Opioid death rate in West Virginia may be slowing

Maybe, just maybe, the number of deaths from opioid addiction in West Virginia is beginning to slow down.

Midyear figures released by the State Department of Health and Human Resources project 498 opioid-related deaths through June.  That puts West Virginia on course to set a record for overdose deaths from opioids.

However, State Health Officer and Commissioner of DHHR’s Bureau for Public Health, Dr. Rahul Gupta, says comparing the numbers to previous figures shows some potential progress.

The number of opioid-related deaths in the first half of 2016 reached 356.  That number for the same period in 2017 shot up to 469, an increase of 32 percent.  The rise for the first six months of 2018 is only 12 percent.

“The curve is flattening,” Gupta said on Talkline Monday.  “It’s a little early to say, but we are seeing some encouraging numbers.”

West Virginia could use some hopeful news on the drug problem, which has destroyed the lives of individuals and families, decimated communities, increased crime and made it more difficult for employers to find drug-free workers. Gupta believes several of the prevention steps that have been taken are working.

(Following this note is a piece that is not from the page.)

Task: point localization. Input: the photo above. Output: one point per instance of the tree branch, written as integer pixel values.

For example, more communities are using quick response teams. These small groups of health and law enforcement professionals visit drug addicts within several days of surviving an overdose to try to get people into treatment.

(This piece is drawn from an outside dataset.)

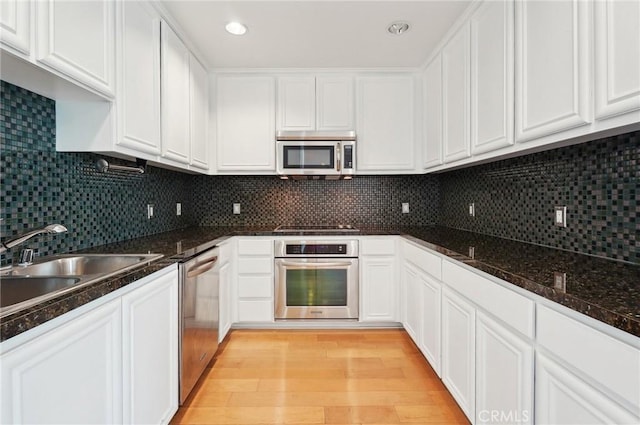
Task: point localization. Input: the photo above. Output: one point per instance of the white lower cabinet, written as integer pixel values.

“These are the people that would otherwise have not gotten any help,” Gupta said. “It helps us connect people to treatment, to recovery.”

Additionally, Gupta says a new law went into effect last month that will curb opioid prescription in the state. The Opioid Reduction Act limits doctors to prescribing a seven-day supply of the powerful pain killers, requires doctors to discuss pain treatment alternatives and addiction risks, and makes it harder for the patient to get a refill.

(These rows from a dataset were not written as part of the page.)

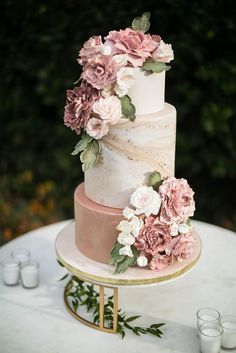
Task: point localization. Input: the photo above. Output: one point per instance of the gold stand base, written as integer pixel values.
(101, 325)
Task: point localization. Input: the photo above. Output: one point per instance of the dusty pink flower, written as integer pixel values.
(79, 105)
(153, 236)
(183, 248)
(159, 262)
(137, 45)
(177, 200)
(90, 48)
(96, 128)
(100, 71)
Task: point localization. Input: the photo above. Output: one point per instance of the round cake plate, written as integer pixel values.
(103, 274)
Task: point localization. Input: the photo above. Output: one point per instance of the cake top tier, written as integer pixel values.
(123, 75)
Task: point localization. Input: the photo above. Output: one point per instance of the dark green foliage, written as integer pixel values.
(39, 46)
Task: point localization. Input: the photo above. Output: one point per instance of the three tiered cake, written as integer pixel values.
(130, 210)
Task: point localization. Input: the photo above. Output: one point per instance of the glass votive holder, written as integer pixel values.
(29, 274)
(207, 314)
(210, 334)
(10, 271)
(22, 255)
(228, 322)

“We hope that… for the first time in the history of our state we’ll actually start to have meaningful declines in opioid prescribing,” Gupta said.

Meanwhile, federal investigators in West Virginia are getting more help in taking down drug dealers.  West Virginia is one of eight states with high drug overdose death rates (the others are New Hampshire, California, Kentucky, Maine, Ohio, Pennsylvania and Tennessee) that are receiving additional manpower to go after dealers of synthetic opioids.

“I want to be clear about this: We’re not focusing on users, but on those who are supplying them with deadly drugs,” said Attorney General Jeff Sessions.

Gupta’s figures, although grim, offer a ray of hope. The epidemic is so bad that we could not expect the trend in overdose deaths to reverse quickly.  The more reasonable expectation is to slow the spiraling death rate, and the 2018 figures indicate that may finally be happening.